Special report: Rebalancing the UK economy – Devo deals and elected mayors
WHILE the Manchester and Liverpool city regions go about the process of electing London-style mayors to drive forward their devolution deals with central government, the ballot boxes of Leeds will not be brought out of storage.
The city region is not following its counterparts across the Pennines, who are pushing ahead with their agreements to take over running more of their own affairs.
However, the Yorkshire devo-debate still continues, with more indications and noises from Theresa May’s new government that deals just won’t be struck without directly-elected mayors at the helm.
But what are the views of the business community and do they see mayors as a good thing?
“When the idea was first raised people were not that interested in the structure of local government. I don’t think they were especially enamoured by the idea.
“There’s an increasing sense that if you get the right people in place they can act as a figurehead, a real focus to what a city and potentially the North is all about.”
So is Leeds missing out? Gerald Jennings, president of the city’s chamber of commerce says: “You can’t say it’s missing out at the moment.
“Clearly we are behind the curve as we’re not part of the legislation to have mayors in. We are in danger of having to play catch up.
“But we don’t know how much better off we would be with a proper devolution deal with an elected mayor.”
Jennings says that if the city region was to go down that route its elected mayor doesn’t have to be a politician.
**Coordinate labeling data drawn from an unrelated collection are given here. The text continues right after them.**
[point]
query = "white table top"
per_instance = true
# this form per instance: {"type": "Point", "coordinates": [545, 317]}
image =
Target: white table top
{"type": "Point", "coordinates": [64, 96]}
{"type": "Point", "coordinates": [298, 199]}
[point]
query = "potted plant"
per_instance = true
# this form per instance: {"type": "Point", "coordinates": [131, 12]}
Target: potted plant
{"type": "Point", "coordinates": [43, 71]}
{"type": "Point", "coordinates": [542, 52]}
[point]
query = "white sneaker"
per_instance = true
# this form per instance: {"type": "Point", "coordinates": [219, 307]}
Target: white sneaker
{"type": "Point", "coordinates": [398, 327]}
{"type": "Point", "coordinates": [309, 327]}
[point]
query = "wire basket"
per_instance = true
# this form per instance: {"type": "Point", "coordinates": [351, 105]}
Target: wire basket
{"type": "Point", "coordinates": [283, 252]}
For him it is about finding “the right person” to do the job.
He also believes Yorkshire has to have an understanding the collectively it can “be a lot better if we join up” and adds: “Manchester got there many years ago.
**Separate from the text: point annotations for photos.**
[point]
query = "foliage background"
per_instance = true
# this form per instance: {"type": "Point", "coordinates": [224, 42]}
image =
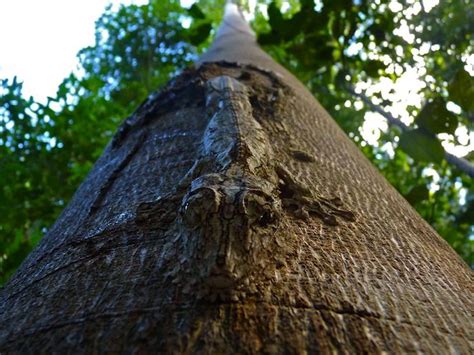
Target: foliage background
{"type": "Point", "coordinates": [335, 47]}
“You still have the question, who do I call if I want to speak to Yorkshire? There has to be a top dog, whether we like it or not, whether that is an elected mayor or leader of a Yorkshire Combined Authority.”
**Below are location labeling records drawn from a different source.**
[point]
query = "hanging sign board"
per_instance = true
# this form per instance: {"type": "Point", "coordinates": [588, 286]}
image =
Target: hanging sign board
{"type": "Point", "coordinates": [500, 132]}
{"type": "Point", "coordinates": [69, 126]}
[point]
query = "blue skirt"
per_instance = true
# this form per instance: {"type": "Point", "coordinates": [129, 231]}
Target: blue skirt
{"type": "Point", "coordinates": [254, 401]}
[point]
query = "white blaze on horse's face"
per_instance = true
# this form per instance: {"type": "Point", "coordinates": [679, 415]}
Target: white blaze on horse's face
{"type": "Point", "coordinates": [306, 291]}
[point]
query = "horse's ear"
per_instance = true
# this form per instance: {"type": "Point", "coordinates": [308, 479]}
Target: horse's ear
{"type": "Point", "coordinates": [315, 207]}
Parker says: “If you want to call Manchester you call Sir Howard Bernstein or Sir Richard Leese. That makes sense to people. It helps that they’ve been around a long time.”
Mark Robson, regional director of the Department of International Trade in Yorkshire, believes the ability of a mayor to make decisions is the important factor. He adds: “That’s the real key thing.”
He points to the work of elected mayors in Liverpool and Bristol, adding: “They can really make a difference.”
Jennings agrees it is about having one person as a point of contact. “Someone told me they were driving to Liverpool not so long ago and saw a sign on a development site saying if you are interested in this site call the mayor and it gave his telephone number. That’s quite powerful as a statement.”